Independent government and business advisor, author and academic, Richard specialises in the future of professional service, and the way that AI and other technologies are changing the work of lawyers. In The Future of the Professions (co-written with his son Daniel), he looks at how technological advances including artificial intelligence could radically change professions from medicine to law to teaching.
Professor Richard Susskind is an author, academic and independent adviser to professional firms and governments around the world. In the eighties he wrote his doctorate on AI and the law at Balliol College, Oxford, and co-developed the first commercial AI system for lawyers. Richard focuses primarily on the future of professional services and how technology and the digital environment is changing the work of lawyers. This has become particularly pertinent with the increasing prominence of artificial intelligence.

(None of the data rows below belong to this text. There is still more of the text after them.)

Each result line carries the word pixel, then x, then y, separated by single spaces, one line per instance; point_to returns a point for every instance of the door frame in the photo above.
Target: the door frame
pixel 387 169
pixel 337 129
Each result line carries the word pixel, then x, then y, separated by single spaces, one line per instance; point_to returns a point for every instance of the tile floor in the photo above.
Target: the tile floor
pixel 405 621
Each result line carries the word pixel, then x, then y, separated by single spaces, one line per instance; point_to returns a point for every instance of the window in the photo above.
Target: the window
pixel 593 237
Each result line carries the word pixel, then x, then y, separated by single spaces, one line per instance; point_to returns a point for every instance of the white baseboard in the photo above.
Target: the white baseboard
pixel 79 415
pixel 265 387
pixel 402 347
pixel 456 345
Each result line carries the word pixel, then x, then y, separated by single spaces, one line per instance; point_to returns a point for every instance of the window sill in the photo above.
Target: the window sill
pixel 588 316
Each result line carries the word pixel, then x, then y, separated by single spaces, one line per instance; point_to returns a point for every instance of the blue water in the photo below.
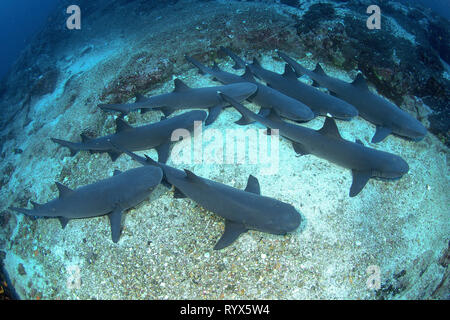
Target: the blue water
pixel 19 21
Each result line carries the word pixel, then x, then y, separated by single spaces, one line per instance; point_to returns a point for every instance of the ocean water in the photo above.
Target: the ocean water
pixel 390 241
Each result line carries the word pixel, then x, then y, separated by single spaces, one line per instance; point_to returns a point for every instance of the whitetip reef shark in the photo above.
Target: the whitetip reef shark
pixel 266 97
pixel 387 117
pixel 287 83
pixel 110 196
pixel 155 135
pixel 328 144
pixel 243 210
pixel 184 97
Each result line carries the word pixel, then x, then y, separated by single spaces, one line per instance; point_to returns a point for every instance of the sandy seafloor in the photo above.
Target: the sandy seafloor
pixel 166 247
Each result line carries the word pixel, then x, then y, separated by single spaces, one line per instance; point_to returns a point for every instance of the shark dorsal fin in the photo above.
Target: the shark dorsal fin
pixel 192 177
pixel 63 190
pixel 330 128
pixel 318 70
pixel 63 221
pixel 180 85
pixel 360 179
pixel 150 160
pixel 215 66
pixel 35 204
pixel 232 231
pixel 84 138
pixel 256 62
pixel 360 82
pixel 253 185
pixel 248 75
pixel 289 73
pixel 122 125
pixel 140 98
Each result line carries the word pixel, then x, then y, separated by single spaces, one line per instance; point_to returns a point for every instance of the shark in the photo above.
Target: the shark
pixel 387 117
pixel 110 196
pixel 327 143
pixel 266 97
pixel 155 135
pixel 242 210
pixel 184 97
pixel 319 102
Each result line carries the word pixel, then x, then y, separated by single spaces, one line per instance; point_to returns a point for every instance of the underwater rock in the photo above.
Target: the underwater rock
pixel 45 83
pixel 397 67
pixel 21 270
pixel 138 76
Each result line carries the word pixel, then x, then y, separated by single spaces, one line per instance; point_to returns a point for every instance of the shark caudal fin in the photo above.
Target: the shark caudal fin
pixel 123 108
pixel 74 147
pixel 27 212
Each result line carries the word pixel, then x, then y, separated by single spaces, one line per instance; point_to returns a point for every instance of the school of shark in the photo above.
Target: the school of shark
pixel 285 104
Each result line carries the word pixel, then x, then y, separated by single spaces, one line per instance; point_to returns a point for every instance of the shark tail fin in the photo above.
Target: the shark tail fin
pixel 73 146
pixel 27 212
pixel 123 108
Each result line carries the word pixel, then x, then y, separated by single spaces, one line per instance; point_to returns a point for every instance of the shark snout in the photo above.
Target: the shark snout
pixel 345 112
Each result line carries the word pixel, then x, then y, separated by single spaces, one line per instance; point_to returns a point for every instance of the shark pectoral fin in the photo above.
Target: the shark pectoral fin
pixel 213 113
pixel 299 149
pixel 244 120
pixel 360 179
pixel 166 111
pixel 289 73
pixel 232 231
pixel 177 194
pixel 274 116
pixel 114 154
pixel 63 221
pixel 139 98
pixel 264 112
pixel 115 219
pixel 122 125
pixel 84 138
pixel 380 134
pixel 163 152
pixel 318 70
pixel 253 185
pixel 192 176
pixel 248 75
pixel 360 82
pixel 180 86
pixel 63 190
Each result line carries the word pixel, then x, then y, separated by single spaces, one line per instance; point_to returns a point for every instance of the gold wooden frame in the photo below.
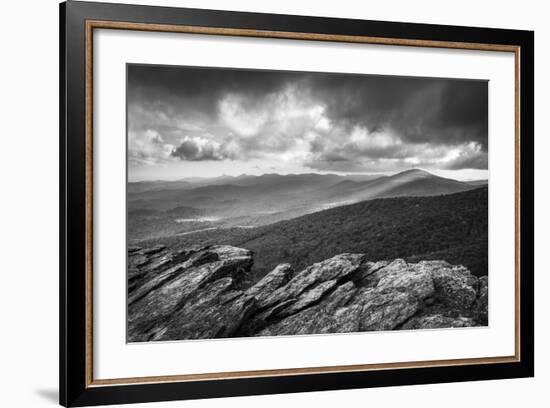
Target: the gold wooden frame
pixel 98 24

Alongside many professional and academic articles Richard has written books including Transforming the Law, The Susskind Interviews: Legal Experts in Changing Times, and The End of Lawyers? Rethinking the Nature of Legal Services. In Tomorrow’s Lawyers he predicted a fundamental change in law and legal services with global, digitally connected businesses using online documentation and platforms for hearings and disputes. Combined with a liberalised legal market and economic pressures, he outlined a dramatically different world for lawyers and a guide to those working in law, and those wanting to change the profession.
In collaboration with his son Daniel, Richard is also the co-author of The Future of the Professions: How Technology Will Transform the Work of Human Experts which examines a broader theme of what the future holds for many so-called middle class jobs. Whilst work requiring strength and repetition are frequently seen as potential targets for automation and AI, he considers the likelihood that people will no longer need nor want the services (and the cost) of doctors, teachers, accountants, architects, the clergy, consultants, and lawyers delivered in the way they once did. Many of Richard's books have become subject matter set texts and have been translated in to ten languages. He has written extensively for The Times, is a regular contributor to government inquiries and reports, and was the IT Adviser to the Lord Chief Justice of England and Wales for twenty years.
He is also the President of the Society for Computers and Law, Chair of the Online Dispute Resolution Advisory Group of the Civil Justice Council, and Chair of the Advisory Board and Visiting Professor at Oxford Internet Institute. He also holds professorships at University College London, Gresham College, and the University of Strathclyde.